Neural Network Potentials (NNP):

  • ANI, NequIP, MACE train to approximate DFT calculations at 100–1000x faster speed
  • Accuracy: close to DFT/B3LYP for organic molecules
  • Scalability: systems in millions of atoms vs. thousands for quantum methods

Free Energy Perturbation (FEP) with ML

Computing free energy binding difference between two ligands — key lead optimization metric. Traditional FEP: days of calculations. ML-enhanced FEP (RBFE-ML): speedup while maintaining accuracy.

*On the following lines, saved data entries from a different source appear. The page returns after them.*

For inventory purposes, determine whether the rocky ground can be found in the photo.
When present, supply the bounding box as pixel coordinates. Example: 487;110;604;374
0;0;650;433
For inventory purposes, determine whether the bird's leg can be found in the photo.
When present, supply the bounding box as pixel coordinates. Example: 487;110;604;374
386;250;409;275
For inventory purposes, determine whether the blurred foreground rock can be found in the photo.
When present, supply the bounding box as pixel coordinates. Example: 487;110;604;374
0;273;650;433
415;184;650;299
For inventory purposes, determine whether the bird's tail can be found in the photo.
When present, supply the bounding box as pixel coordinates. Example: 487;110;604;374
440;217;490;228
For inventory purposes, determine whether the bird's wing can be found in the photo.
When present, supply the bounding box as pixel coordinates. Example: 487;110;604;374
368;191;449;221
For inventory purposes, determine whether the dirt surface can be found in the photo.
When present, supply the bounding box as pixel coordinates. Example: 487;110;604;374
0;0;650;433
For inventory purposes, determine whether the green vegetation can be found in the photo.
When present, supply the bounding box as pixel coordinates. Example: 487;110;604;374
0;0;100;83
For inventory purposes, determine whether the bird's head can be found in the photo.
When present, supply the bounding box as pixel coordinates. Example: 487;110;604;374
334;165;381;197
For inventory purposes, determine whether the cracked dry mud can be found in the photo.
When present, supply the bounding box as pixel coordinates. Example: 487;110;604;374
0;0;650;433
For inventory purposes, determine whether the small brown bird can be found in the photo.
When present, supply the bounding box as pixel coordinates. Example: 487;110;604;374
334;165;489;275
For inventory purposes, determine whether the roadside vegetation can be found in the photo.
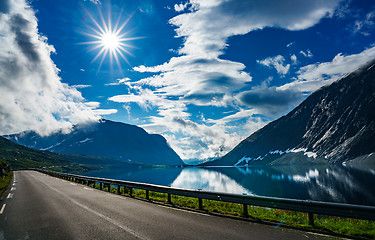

Generative Design via Diffusion Models

Structure-Based Drug Design

DiffSBDD, Pocket2Mol: take 3D protein pocket structure → generate 3D molecules complementary to pocket shape and chemical properties. No need for virtual screening of existing libraries — direct novel structures.

TargetDiff

Conditional generation: target protein → diffusion model → novel drug-like molecules. 2023: competes with best structure-based design methods.

Quantum Chemistry + ML

Δ-machine Learning

Fast but less accurate method (GFN2-xTB) + ML correction trained to predict difference with accurate method (CCSD(T)). Result: CCSD(T) accuracy at xTB speed. Application: rapid accurate molecular energies and properties.

Property Prediction

Predicting quantum chemical properties from 2D structure (SMILES):

  • Dipole moment, polarizability
  • HOMO-LUMO gap (photocatalysts, organic electronics)
  • Solubility, aqueous solubility
  • Reactivity (pKa, logP)

Datasets: QM9 (134k molecules), QMugs, 3D-PBQC.

Practical Stack

Molecular representation: RDKit, Open Babel (SMILES, MOL, SDF)
3D conformers: RDKit ETKDG, ETKDGv3
Docking: AutoDock Vina, Glide (Schrödinger), DiffDock
MD: GROMACS, AMBER, OpenMM + NNP integration
GNN frameworks: PyTorch Geometric, DGL-LifeSci
AlphaFold: local deployment on A100 (minimum 40GB VRAM)
Visualization: PyMOL, UCSF Chimera, 3Dmol.js (web)

Development timeline for AI molecular modeling platform: 4–8 months for specific task (virtual screening or generative design), including training on company's own data.